Militia troops head out to face the Tigray People’s Liberation Front in Sanja last week. Photograph: Tiksa Negeri/Reuters
Ethiopian troops have advanced further into the northern region of Tigray, seizing a key town on the road to its capital, officials in Addis Ababa have said.
The conflict between national forces and troops loyal to the Tigray People’s Liberation Front (TPLF) is heading towards the end of its second week.
There are widespread fears the war will exacerbate ethnic tensions elsewhere in Africa’s second-most populous country, draw in regional powers and destabilise the Horn of Africa.
On Sunday, the office of Ethiopia’s prime minister, Abiy Ahmed, said the war in Tigray was irreversible and aimed at “enforcing the rule of law”.
A taskforce set up by Abiy to handle the government’s response claimed troops had liberated the town of Alamata. “They [the TPLF] fled, taking along around 10,000 prisoners,” it said in a statement, without specifying where the prisoners were from.
Though officials have confidently proclaimed imminent victory, Monday’s announcement that federal troops had reached Alamata may not necessarily reinforce the message that the government offensive was making rapid progress.
The town of about 50,000 is 110 miles (180km) from Mekelle, Tigray’s capital and administrative centre, and only six miles from the border with the neighbouring Amhara region, the launch point for the troops.

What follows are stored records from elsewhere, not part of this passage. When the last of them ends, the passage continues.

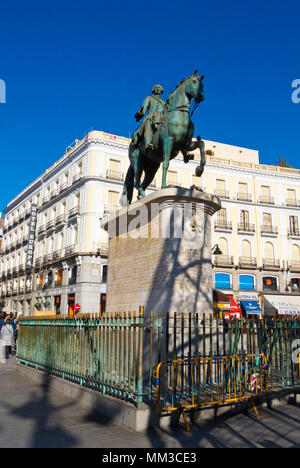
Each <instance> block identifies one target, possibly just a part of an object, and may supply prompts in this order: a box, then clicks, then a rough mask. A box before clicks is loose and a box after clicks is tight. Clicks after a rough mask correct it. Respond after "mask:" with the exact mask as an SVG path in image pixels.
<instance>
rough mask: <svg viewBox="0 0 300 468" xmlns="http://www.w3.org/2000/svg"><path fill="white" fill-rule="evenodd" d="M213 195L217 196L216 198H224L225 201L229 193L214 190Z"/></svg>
mask: <svg viewBox="0 0 300 468" xmlns="http://www.w3.org/2000/svg"><path fill="white" fill-rule="evenodd" d="M215 195H217V197H220V198H225V199H227V200H228V199H229V198H230V196H229V192H228V191H227V190H215Z"/></svg>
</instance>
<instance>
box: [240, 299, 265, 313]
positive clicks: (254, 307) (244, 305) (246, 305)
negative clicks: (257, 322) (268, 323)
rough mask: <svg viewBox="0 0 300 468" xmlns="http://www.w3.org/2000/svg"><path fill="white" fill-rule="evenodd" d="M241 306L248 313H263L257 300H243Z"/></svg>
mask: <svg viewBox="0 0 300 468" xmlns="http://www.w3.org/2000/svg"><path fill="white" fill-rule="evenodd" d="M241 306H242V308H243V309H244V311H245V312H246V314H255V315H260V314H262V310H261V308H260V307H259V304H258V302H257V301H241Z"/></svg>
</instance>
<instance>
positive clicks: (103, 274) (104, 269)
mask: <svg viewBox="0 0 300 468" xmlns="http://www.w3.org/2000/svg"><path fill="white" fill-rule="evenodd" d="M102 282H103V283H107V265H103V267H102Z"/></svg>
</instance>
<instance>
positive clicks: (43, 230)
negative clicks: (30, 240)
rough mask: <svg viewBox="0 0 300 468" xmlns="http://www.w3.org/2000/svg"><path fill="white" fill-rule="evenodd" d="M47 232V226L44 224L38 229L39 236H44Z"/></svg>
mask: <svg viewBox="0 0 300 468" xmlns="http://www.w3.org/2000/svg"><path fill="white" fill-rule="evenodd" d="M45 231H46V226H45V224H42V225H41V226H39V228H38V236H41V235H42V234H44V233H45Z"/></svg>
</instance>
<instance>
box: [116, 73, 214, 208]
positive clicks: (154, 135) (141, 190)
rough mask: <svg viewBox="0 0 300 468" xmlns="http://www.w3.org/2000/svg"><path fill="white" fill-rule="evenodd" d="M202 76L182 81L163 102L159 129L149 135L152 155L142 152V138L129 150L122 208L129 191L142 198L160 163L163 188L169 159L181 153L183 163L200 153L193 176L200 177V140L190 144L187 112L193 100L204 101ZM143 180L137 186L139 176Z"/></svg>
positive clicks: (140, 197)
mask: <svg viewBox="0 0 300 468" xmlns="http://www.w3.org/2000/svg"><path fill="white" fill-rule="evenodd" d="M203 79H204V76H202V77H200V76H198V72H197V71H195V73H194V74H193V75H192V76H190V77H188V78H186V79H184V80H182V81H181V82H180V83H179V85H178V86H177V87H176V88H175V90H174V91H173V92H172V93H171V94H170V96H169V98H168V100H167V101H166V104H165V108H164V111H163V113H162V118H161V123H160V124H159V128H158V129H157V131H155V132H154V135H153V151H149V152H145V145H144V141H143V138H142V139H141V141H139V143H138V144H137V145H133V143H131V144H130V146H129V159H130V167H129V169H128V171H127V175H126V179H125V183H124V188H123V193H122V196H121V199H120V204H121V205H122V206H126V205H128V204H130V203H131V202H132V196H133V188H134V187H135V188H136V189H137V190H138V198H142V197H144V196H145V195H146V194H145V190H146V188H147V187H148V186H149V185H150V184H151V182H152V181H153V179H154V177H155V174H156V172H157V171H158V169H159V166H160V164H161V163H163V175H162V185H161V187H162V188H165V187H166V186H167V183H166V180H167V171H168V168H169V163H170V160H171V159H174V158H175V157H176V156H177V155H178V153H179V152H180V151H181V152H182V154H183V156H184V160H185V162H188V161H189V160H190V159H193V156H191V155H189V153H188V152H189V151H194V150H195V149H197V148H199V149H200V154H201V162H200V165H199V166H198V167H197V169H196V175H197V176H199V177H201V175H202V173H203V171H204V166H205V164H206V159H205V148H204V142H203V141H202V140H201V138H200V137H198V138H197V140H195V141H193V136H194V124H193V122H192V120H191V115H190V109H191V105H192V102H193V99H194V100H195V102H196V105H197V104H199V103H200V102H202V101H203V100H204V99H205V95H204V92H203ZM143 172H144V174H145V176H144V180H143V181H142V182H141V177H142V173H143Z"/></svg>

Government forces also appear to be pushing forward further to the west, aiming to secure the frontier with Sudan and the strategically important town of Humera.
With communications mainly down and media barred, it remains difficult to independently verify assertions made by all sides.
Abiy launched military operations in Tigray 12 days ago after he accused local authorities of attacking a military camp and attempting to loot military assets. The TPLF, which is in power in the region, denies the charge and has accused the prime minister of concocting the story to justify the offensive.